Studies have shown the mean duration of recurrent TIA episodes in CWS to vary from 6 to 24 min, and the internal capsule remains the most frequently involved location of established infarct on MRI at 50 to 70% [11]. Our patient had multiple episodes each lasting less than 10 min and fortunately did not suffer residual functional deficits despite MRI depicting a left corona radiata infarct. He was initially loaded with dual anti-platelet agents, and there was a standing order by the consulting neurologist to offer intravenous recombinant tissue plasminogen activator (rTPA) should an episode persist beyond 30 min. Current rTPA trials based their decisions on CT and clinical findings, and in many cases, MRI findings are uncertain. The definition of CWS should therefore include patients with TIA and those with transient symptoms of infarction because most of them were diagnosed clinically without the benefit of MRI before treatment [13]. A post hoc analysis of the WAKE-UP trial did show similar favourable functional outcomes between patients with lacunar infarcts and other stroke subtypes who were treated with rTPA, suggesting it could possibly be an effective treatment measure for CWS though more studies will need to be done to ascertain this [14]. Thus far, limited studies have shown no statistically significant difference in therapeutic effects or functional outcome amongst CWS patients treated with rTPA or anti-platelet agents [3, 15, 16]. There is also no strong evidence for the efficacy of anti-coagulant therapy in the acute phase of CWS. Some case studies have shown benefit of double anti-platelet therapy over single therapy as a secondary prevention strategy [17, 18].

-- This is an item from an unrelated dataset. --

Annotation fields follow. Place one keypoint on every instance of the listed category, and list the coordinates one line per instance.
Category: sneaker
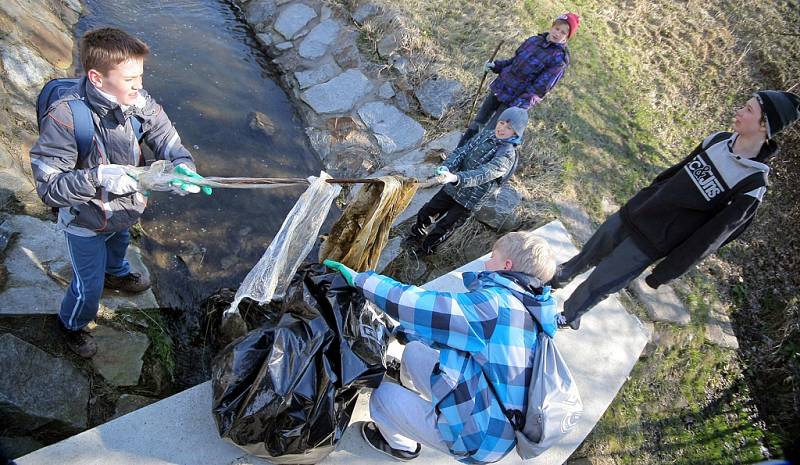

In conclusion, this case demonstrates that CWS can be caused by cardioembolic phenomena in the setting of atrial fibrillation. The rarity of this entity has limited research on optimal management, but dual anti-platelet agents have been safely used in non-cardioembolic CWS and appear to be a viable treatment in cardioembolic CWS patients prior to transitioning to anti-coagulants. There needs to be more research or randomised controlled trials focused on treatment options that can alter the disease progression of CWS, but this would be difficult considering the paucity of cases.